On November 22, 1954, the Pittsburgh Pirates purchased the contract of Roberto Clemente from the Montreal Royals, the Dodgers’ AAA farm club. The right fielder would play eighteen seasons for the Pirates and became the first Latin American and Caribbean player to be enshrined in the Baseball Hall of Fame after his death in 1972.
Former Green Bay Packers offensive tackle Cal Hubbard became an American League umpire on November 4, 1935. Hubbard would go on to become the only person to be enshrined at both the Pro Football Hall of Fame and the Baseball Hall of Fame. He is also a member of the College Football Hall of Fame.
Tigers’ left fielder Hank Greenberg was named the American League’s Most Valuable player on October 26, 1940 for the second time in his career. He hit .340 for the year with 41 home runs and 150 RBIs. Having won the award in 1935 as a first baseman, Greenberg thus became the first player in major league history to win an MVP award at two different positions.

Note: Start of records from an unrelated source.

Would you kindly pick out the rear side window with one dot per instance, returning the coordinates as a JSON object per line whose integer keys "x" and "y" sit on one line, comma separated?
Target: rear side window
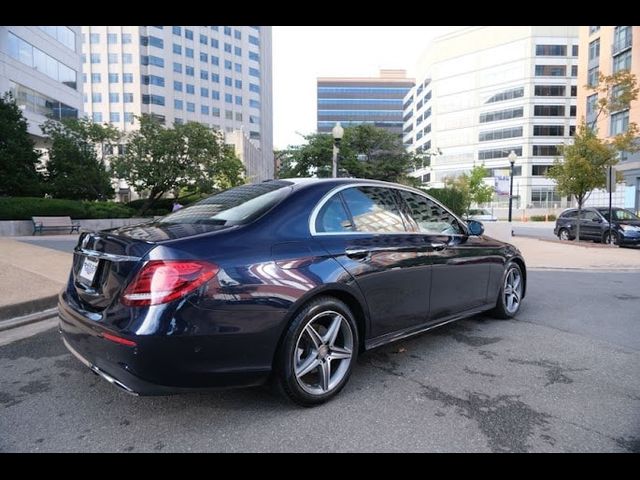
{"x": 235, "y": 206}
{"x": 373, "y": 209}
{"x": 428, "y": 216}
{"x": 333, "y": 217}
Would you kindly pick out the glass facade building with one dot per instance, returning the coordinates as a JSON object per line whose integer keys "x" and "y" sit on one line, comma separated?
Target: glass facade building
{"x": 351, "y": 101}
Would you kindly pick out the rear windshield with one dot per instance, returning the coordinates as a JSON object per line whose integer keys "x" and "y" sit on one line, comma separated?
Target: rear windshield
{"x": 235, "y": 206}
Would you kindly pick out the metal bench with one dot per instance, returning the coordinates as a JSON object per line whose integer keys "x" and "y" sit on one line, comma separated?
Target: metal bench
{"x": 40, "y": 224}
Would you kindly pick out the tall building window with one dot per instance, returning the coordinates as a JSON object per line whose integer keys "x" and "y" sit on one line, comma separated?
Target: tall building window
{"x": 619, "y": 122}
{"x": 551, "y": 70}
{"x": 548, "y": 110}
{"x": 551, "y": 50}
{"x": 622, "y": 61}
{"x": 549, "y": 90}
{"x": 594, "y": 49}
{"x": 621, "y": 39}
{"x": 592, "y": 76}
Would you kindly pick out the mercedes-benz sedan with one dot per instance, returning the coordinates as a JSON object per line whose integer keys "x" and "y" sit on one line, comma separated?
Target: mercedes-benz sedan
{"x": 286, "y": 280}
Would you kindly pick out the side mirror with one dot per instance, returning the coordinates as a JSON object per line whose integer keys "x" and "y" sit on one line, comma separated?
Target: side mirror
{"x": 475, "y": 228}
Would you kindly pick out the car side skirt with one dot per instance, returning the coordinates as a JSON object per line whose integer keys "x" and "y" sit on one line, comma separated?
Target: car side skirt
{"x": 409, "y": 332}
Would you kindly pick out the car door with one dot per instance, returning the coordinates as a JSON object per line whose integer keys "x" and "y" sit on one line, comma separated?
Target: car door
{"x": 362, "y": 228}
{"x": 590, "y": 225}
{"x": 461, "y": 264}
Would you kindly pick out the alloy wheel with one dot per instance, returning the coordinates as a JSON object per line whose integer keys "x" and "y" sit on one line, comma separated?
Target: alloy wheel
{"x": 323, "y": 353}
{"x": 512, "y": 290}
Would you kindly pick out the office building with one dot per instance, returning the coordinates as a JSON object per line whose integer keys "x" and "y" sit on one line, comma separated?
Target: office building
{"x": 608, "y": 49}
{"x": 363, "y": 100}
{"x": 40, "y": 66}
{"x": 219, "y": 76}
{"x": 483, "y": 92}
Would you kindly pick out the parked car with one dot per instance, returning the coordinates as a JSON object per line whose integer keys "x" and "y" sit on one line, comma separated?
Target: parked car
{"x": 287, "y": 280}
{"x": 594, "y": 225}
{"x": 481, "y": 215}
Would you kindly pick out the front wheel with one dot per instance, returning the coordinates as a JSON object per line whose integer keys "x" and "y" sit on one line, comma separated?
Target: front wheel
{"x": 610, "y": 238}
{"x": 318, "y": 352}
{"x": 510, "y": 296}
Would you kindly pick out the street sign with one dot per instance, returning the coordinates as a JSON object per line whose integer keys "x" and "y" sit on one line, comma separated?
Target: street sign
{"x": 611, "y": 180}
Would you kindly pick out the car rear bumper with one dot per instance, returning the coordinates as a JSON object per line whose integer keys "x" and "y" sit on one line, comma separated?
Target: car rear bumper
{"x": 156, "y": 365}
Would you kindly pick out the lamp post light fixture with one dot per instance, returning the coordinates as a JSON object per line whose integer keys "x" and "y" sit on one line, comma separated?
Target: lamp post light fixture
{"x": 337, "y": 133}
{"x": 512, "y": 160}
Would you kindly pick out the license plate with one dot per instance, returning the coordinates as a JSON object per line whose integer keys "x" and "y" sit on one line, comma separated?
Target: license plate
{"x": 88, "y": 270}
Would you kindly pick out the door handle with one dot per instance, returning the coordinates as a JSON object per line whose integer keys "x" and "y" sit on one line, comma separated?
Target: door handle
{"x": 356, "y": 253}
{"x": 438, "y": 246}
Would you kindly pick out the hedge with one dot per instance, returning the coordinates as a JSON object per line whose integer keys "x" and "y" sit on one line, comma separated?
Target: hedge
{"x": 23, "y": 208}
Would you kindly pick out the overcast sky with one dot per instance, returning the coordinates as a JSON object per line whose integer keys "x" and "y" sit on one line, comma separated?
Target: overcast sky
{"x": 301, "y": 54}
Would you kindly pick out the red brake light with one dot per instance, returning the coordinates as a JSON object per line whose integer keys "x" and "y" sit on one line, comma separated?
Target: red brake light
{"x": 161, "y": 281}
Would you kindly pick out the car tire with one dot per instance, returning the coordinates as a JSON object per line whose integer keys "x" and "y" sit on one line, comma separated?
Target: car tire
{"x": 614, "y": 238}
{"x": 318, "y": 351}
{"x": 563, "y": 234}
{"x": 510, "y": 296}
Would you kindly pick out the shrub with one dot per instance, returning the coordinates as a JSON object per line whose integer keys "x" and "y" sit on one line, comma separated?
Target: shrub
{"x": 23, "y": 208}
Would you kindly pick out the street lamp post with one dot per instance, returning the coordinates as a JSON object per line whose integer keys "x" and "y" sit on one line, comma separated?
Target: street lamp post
{"x": 512, "y": 160}
{"x": 337, "y": 133}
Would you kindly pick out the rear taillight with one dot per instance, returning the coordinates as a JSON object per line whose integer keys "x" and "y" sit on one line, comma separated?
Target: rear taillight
{"x": 161, "y": 281}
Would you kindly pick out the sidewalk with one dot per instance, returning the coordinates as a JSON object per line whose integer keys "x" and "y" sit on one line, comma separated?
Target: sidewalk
{"x": 30, "y": 277}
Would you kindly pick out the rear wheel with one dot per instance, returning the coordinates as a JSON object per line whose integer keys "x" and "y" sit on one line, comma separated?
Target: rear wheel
{"x": 510, "y": 296}
{"x": 563, "y": 234}
{"x": 318, "y": 352}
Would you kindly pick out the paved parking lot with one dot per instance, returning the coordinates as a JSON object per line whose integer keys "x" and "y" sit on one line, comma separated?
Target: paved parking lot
{"x": 564, "y": 376}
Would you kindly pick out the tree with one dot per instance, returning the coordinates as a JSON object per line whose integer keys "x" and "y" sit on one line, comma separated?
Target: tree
{"x": 365, "y": 152}
{"x": 587, "y": 159}
{"x": 187, "y": 157}
{"x": 472, "y": 187}
{"x": 74, "y": 170}
{"x": 18, "y": 159}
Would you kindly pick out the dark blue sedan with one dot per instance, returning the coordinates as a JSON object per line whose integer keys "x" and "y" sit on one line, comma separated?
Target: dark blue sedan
{"x": 285, "y": 280}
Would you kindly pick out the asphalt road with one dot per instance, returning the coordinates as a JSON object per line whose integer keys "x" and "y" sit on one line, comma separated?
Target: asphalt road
{"x": 563, "y": 377}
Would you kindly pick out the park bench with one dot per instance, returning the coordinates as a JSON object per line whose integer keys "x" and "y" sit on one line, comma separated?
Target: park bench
{"x": 40, "y": 224}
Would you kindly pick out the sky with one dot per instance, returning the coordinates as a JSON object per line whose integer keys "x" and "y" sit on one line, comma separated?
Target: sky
{"x": 301, "y": 54}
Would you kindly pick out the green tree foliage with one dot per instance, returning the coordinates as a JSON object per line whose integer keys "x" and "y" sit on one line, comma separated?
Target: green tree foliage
{"x": 587, "y": 159}
{"x": 187, "y": 157}
{"x": 18, "y": 159}
{"x": 75, "y": 169}
{"x": 472, "y": 187}
{"x": 365, "y": 152}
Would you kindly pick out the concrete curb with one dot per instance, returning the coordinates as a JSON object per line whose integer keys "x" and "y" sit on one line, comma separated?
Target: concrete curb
{"x": 25, "y": 320}
{"x": 8, "y": 312}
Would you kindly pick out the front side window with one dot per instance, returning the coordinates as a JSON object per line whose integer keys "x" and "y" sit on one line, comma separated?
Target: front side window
{"x": 374, "y": 210}
{"x": 429, "y": 217}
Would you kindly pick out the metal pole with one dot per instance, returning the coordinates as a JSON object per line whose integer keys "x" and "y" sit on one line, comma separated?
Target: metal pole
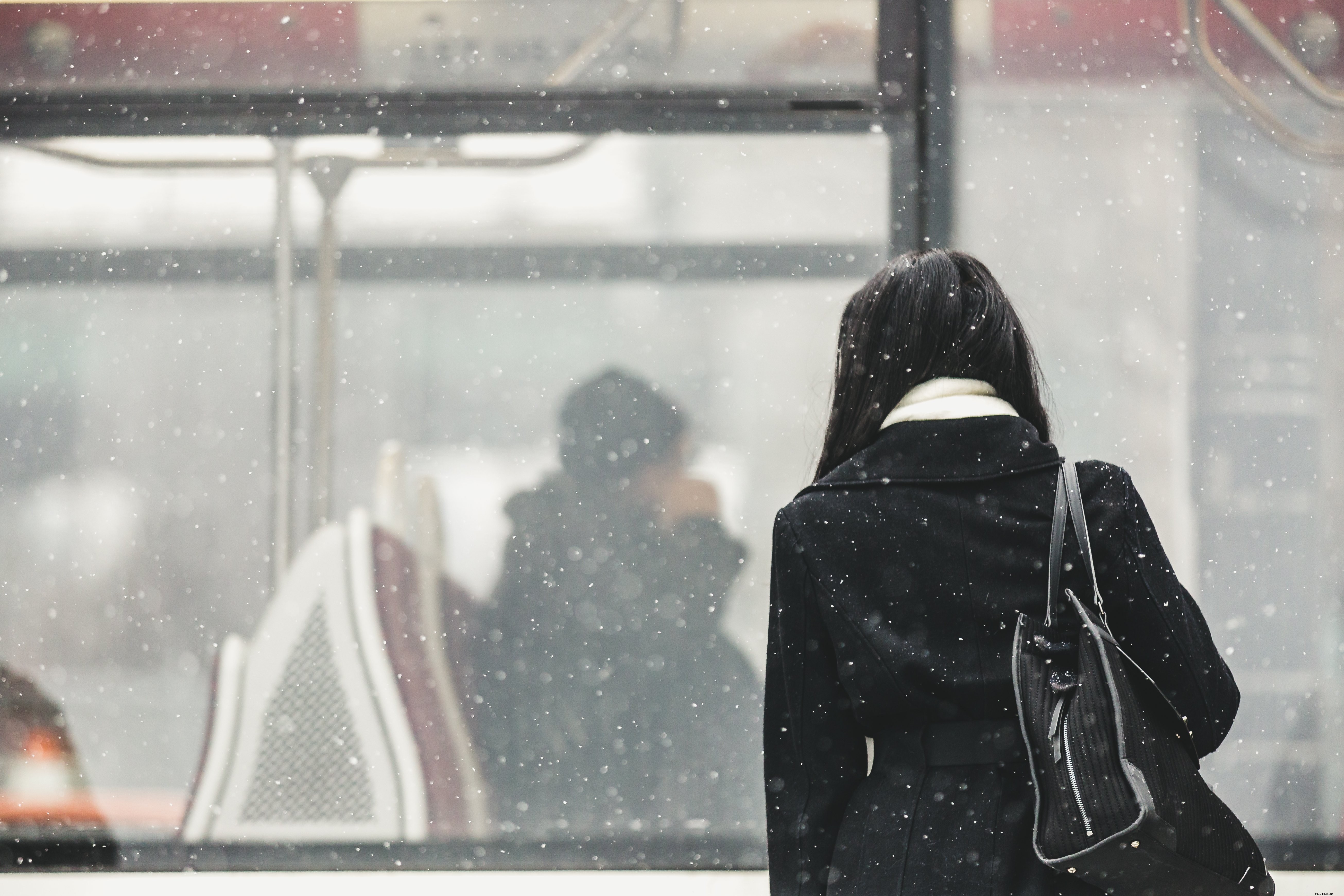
{"x": 900, "y": 58}
{"x": 284, "y": 392}
{"x": 324, "y": 370}
{"x": 936, "y": 124}
{"x": 330, "y": 177}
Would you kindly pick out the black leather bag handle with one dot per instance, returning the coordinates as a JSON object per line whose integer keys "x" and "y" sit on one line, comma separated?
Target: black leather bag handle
{"x": 1069, "y": 502}
{"x": 1057, "y": 549}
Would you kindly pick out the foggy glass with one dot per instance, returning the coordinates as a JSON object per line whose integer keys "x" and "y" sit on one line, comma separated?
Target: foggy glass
{"x": 1179, "y": 273}
{"x": 478, "y": 45}
{"x": 139, "y": 392}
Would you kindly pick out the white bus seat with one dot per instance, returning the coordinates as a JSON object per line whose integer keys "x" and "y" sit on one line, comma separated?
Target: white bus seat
{"x": 452, "y": 781}
{"x": 310, "y": 739}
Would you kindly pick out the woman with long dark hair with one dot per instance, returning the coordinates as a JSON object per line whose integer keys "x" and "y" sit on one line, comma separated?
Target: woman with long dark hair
{"x": 894, "y": 762}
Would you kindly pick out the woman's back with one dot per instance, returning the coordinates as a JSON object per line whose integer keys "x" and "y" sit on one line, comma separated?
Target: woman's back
{"x": 897, "y": 584}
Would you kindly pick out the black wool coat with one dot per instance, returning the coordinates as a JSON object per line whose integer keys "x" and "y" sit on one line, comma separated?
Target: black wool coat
{"x": 896, "y": 588}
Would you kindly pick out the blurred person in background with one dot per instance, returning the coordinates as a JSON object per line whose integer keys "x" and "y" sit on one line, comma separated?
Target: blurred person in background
{"x": 612, "y": 699}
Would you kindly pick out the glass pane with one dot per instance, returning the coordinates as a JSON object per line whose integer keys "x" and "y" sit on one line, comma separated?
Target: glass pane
{"x": 480, "y": 647}
{"x": 464, "y": 45}
{"x": 1181, "y": 271}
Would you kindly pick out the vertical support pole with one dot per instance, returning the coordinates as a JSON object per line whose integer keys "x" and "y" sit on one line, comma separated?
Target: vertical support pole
{"x": 898, "y": 80}
{"x": 283, "y": 483}
{"x": 324, "y": 370}
{"x": 330, "y": 177}
{"x": 936, "y": 124}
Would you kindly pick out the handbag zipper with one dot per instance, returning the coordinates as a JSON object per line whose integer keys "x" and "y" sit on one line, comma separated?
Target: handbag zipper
{"x": 1073, "y": 780}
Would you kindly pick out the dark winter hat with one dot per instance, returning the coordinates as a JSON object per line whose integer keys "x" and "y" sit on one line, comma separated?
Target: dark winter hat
{"x": 616, "y": 424}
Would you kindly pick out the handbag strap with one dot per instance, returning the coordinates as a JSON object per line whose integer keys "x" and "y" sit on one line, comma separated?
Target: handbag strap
{"x": 1069, "y": 502}
{"x": 1057, "y": 549}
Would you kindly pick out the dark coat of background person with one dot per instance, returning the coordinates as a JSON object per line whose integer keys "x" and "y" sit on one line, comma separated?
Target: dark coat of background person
{"x": 897, "y": 584}
{"x": 612, "y": 700}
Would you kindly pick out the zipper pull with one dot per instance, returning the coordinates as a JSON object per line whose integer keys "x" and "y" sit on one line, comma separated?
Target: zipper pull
{"x": 1056, "y": 741}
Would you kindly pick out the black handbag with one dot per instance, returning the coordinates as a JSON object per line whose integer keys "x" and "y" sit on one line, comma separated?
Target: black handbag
{"x": 1120, "y": 801}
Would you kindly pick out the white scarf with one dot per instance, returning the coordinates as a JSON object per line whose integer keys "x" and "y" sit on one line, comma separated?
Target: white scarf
{"x": 948, "y": 398}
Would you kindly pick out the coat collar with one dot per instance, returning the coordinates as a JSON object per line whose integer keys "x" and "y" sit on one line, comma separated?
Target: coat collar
{"x": 974, "y": 448}
{"x": 948, "y": 398}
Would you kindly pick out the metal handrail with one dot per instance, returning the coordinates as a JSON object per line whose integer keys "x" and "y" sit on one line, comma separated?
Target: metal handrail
{"x": 1195, "y": 22}
{"x": 323, "y": 387}
{"x": 392, "y": 158}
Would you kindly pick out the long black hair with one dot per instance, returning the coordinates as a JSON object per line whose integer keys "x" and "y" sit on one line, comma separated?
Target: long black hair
{"x": 928, "y": 314}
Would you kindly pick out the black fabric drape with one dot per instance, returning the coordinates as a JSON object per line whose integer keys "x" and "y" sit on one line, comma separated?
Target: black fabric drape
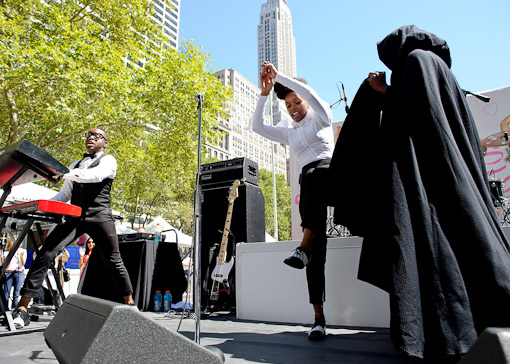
{"x": 438, "y": 249}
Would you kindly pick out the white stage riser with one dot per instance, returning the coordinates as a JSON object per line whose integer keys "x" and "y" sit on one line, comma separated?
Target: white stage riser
{"x": 268, "y": 290}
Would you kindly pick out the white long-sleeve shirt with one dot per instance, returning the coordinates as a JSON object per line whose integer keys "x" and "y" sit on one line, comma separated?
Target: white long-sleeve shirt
{"x": 107, "y": 168}
{"x": 310, "y": 139}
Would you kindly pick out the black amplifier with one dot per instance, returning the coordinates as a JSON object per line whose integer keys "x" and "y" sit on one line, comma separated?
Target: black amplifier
{"x": 223, "y": 172}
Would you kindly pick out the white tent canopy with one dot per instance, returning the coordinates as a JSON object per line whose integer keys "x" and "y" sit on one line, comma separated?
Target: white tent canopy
{"x": 29, "y": 192}
{"x": 171, "y": 233}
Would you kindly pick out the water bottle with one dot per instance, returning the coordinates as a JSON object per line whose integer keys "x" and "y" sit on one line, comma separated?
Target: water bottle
{"x": 157, "y": 233}
{"x": 158, "y": 301}
{"x": 167, "y": 301}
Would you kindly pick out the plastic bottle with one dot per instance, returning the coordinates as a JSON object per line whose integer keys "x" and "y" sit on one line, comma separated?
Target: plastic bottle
{"x": 158, "y": 301}
{"x": 167, "y": 301}
{"x": 157, "y": 233}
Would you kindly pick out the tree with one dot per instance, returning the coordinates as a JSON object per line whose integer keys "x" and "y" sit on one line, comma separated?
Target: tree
{"x": 63, "y": 71}
{"x": 283, "y": 203}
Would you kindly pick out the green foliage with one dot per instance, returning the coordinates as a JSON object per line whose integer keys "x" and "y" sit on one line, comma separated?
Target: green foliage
{"x": 283, "y": 203}
{"x": 63, "y": 71}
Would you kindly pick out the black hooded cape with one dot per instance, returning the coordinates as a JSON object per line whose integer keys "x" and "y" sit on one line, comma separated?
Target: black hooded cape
{"x": 431, "y": 236}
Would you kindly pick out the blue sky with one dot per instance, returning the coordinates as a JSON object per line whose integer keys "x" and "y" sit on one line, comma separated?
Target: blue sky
{"x": 337, "y": 40}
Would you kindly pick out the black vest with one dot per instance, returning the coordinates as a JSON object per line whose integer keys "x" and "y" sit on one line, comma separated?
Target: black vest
{"x": 92, "y": 197}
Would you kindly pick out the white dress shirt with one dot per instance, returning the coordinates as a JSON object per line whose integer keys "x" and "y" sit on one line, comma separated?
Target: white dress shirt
{"x": 107, "y": 168}
{"x": 310, "y": 139}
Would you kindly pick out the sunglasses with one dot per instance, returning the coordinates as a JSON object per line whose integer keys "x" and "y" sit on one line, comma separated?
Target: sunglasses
{"x": 95, "y": 136}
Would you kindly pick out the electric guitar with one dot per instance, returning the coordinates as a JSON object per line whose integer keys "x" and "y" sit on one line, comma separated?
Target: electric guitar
{"x": 222, "y": 269}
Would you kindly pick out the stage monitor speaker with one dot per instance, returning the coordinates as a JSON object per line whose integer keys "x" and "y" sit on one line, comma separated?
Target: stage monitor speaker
{"x": 493, "y": 346}
{"x": 225, "y": 172}
{"x": 92, "y": 330}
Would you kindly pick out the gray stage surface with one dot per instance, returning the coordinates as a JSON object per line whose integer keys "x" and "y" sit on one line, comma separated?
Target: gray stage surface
{"x": 240, "y": 341}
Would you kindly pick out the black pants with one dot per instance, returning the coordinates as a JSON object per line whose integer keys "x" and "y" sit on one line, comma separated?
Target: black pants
{"x": 313, "y": 211}
{"x": 101, "y": 228}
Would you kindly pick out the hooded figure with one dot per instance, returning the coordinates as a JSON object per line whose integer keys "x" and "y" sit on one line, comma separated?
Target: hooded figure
{"x": 434, "y": 242}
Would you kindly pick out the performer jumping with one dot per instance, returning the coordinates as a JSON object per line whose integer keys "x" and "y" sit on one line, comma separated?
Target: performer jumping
{"x": 87, "y": 185}
{"x": 310, "y": 137}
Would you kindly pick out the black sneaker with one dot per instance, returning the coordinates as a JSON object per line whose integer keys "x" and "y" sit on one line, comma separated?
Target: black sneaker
{"x": 20, "y": 318}
{"x": 299, "y": 259}
{"x": 318, "y": 331}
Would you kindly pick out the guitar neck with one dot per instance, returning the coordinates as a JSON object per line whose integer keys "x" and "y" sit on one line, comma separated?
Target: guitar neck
{"x": 222, "y": 254}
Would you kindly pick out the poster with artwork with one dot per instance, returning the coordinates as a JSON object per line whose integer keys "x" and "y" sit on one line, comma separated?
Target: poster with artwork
{"x": 492, "y": 120}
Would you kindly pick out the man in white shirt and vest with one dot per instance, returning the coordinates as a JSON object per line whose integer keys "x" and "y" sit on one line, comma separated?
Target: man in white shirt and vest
{"x": 87, "y": 185}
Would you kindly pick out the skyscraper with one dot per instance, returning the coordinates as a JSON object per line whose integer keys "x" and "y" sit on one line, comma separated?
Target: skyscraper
{"x": 237, "y": 139}
{"x": 168, "y": 17}
{"x": 276, "y": 42}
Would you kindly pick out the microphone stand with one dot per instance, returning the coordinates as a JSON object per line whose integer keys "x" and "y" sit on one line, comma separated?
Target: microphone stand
{"x": 199, "y": 98}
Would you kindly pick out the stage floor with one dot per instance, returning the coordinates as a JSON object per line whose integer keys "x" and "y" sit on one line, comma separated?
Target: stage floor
{"x": 241, "y": 341}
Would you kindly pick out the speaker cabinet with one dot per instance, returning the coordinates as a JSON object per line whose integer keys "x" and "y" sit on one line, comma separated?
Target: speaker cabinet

On October 20, 1910, pitcher Jack Coombs, a.k.a. “Colby Jack,” threw a six-hit complete game to defeat the Cubs, 12-5. The Philadelphia pitcher’s performance came on just one day of rest and gave the Athletics a 3-0 lead in the World Series. Coombs would win three of the A’s four victories in the Series.
On October 10, 1924, the Washington Senators and the New York Giants were tied 3-3 going into the bottom of the twelfth inning in Game 7 of the World Series. Senators catcher Herold “Muddy” Ruel came to bat and hit a high, foul ball directly over home plate. Giants’ catcher, Hank Gowdy, removed his protective mask to field the ball, but neglected to toss the mask aside. Gowdy stumbled over the mask and dropped the ball, thus allowing Ruel to continue his at-bat. Ruel proceeded to hit a double, then scored the winning run of the Series on a ground ball by Earl McNeely that made its way past the third baseman.
Jack Chesbro of the Highlanders recorded his 41st win of the season on October 7, 1904 when he defeated Boston, 3-2. Chesbro’s 41 wins are the most in a single season by a pitcher in “modern era” major league baseball (the modern era defined as having begun in 1901).
Having led the American League in batting average (.377), home runs (9), and RBIs (107) during the 1909 season, Ty Cobb became the first player in Major League Baseball history to win the Triple Crown without hitting a ball over the fence. Astonishingly, all of Cobb’s homers for the year were inside-the-park home runs.